The older I get, the more common it becomes to see the games of my youth, games that would have brought my then state-of-the-art PC undone, running on ever more trivial and mundane platforms.
Most days, its Doom running on a fridge magnet or someone’s big toe, or whatever else it’s been optimised for now. But today, it’s Unreal Tournament on a web browser. Epic Games’ breakout multiplayer shooter, a game that turned my poor old Pentium 133 inside out and forced an upgrade, can now run natively in the browser I’m using to write this very article.
The project is called ‘UT99 for the web’ and is the creation of programmer, designer and port enthusiast Ryan Gordon. What you get is not the full game of Unreal Tournament — that would be a very big download and, as Gordon himself states, UT is not his game to give out. Epic is still selling the game on Steam, and even has an open source, free-to-play version available. Thus, to avoid a legal smackdown, Gordon has instead taken the game’s famous fly-through intro sequence and ported it to a format that can run natively in a web browser as a proof of concept.

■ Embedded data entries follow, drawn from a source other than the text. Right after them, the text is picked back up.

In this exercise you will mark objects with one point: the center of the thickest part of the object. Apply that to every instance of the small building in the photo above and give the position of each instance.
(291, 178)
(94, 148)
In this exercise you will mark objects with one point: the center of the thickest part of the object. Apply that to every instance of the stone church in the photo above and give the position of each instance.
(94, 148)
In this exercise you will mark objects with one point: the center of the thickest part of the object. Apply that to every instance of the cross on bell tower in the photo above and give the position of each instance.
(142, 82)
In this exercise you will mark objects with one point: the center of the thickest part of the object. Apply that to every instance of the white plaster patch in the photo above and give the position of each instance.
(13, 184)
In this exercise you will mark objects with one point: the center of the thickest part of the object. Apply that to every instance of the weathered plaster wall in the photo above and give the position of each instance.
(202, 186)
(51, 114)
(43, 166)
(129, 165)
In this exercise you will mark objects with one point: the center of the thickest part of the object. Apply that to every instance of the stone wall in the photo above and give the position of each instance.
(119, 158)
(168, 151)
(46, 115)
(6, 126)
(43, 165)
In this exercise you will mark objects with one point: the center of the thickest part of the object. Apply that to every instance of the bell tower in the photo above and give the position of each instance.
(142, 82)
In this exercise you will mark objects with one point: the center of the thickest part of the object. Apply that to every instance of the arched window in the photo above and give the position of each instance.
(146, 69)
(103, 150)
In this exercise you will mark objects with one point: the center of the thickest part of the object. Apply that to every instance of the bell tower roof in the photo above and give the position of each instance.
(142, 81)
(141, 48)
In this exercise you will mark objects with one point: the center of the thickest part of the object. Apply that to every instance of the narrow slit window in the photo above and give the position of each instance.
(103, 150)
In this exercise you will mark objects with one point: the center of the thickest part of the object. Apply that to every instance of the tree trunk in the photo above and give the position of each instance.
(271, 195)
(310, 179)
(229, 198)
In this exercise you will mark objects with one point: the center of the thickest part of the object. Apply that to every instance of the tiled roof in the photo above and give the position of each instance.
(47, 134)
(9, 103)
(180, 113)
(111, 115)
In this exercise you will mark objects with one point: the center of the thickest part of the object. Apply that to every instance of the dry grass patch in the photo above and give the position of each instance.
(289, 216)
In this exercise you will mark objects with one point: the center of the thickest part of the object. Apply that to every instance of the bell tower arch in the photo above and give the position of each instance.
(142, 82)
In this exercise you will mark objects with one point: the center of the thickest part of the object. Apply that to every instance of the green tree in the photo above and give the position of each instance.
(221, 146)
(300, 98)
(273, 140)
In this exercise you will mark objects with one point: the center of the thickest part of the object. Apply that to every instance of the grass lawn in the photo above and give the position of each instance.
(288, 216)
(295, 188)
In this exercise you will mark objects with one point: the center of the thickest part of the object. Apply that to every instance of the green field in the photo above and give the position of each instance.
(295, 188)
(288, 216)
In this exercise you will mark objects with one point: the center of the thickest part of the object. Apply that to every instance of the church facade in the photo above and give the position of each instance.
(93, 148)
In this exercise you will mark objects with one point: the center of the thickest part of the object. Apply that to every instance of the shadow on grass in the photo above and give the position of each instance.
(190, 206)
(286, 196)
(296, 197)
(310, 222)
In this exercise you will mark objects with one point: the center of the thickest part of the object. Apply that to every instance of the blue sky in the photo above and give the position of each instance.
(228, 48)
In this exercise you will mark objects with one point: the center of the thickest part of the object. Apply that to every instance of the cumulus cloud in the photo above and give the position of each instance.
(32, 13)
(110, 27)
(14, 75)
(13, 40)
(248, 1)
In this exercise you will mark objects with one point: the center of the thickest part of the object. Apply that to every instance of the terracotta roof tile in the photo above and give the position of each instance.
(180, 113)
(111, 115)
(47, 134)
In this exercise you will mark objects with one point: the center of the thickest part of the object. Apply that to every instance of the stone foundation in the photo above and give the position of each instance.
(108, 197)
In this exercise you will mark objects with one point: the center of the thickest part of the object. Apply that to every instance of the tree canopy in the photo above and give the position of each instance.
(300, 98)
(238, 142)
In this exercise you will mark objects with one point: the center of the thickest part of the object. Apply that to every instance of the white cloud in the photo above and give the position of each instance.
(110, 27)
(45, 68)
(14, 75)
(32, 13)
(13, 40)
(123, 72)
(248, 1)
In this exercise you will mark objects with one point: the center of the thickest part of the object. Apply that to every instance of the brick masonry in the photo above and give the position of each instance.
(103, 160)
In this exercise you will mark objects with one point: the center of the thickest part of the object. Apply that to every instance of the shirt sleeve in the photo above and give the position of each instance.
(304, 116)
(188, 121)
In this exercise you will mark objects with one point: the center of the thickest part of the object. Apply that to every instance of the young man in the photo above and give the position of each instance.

This is not the full game, but rather a proof of concept. What Gordon is saying is that the complete Unreal Tournament experience could be played in a browser.
Once again, I used to struggle to get this game to work on my family PC, and now it runs on the latest version of Firefox.
A few things to know about UT99 for the web: it’s about a 200mb download, which may freeze your browser depending on your hardware. It’s also known to fail on Safari on mobile, as well as the pre-Win10 Creators Update version of Edge and Internet Explorer. As noted, you can’t start a game because the game isn’t there and it will crash. Gordon used the Emscripten compiler, SDL2 dev library and Regal OpenGL layer to accomplish his feat.
Kind of want to play UT now, not gonna lie.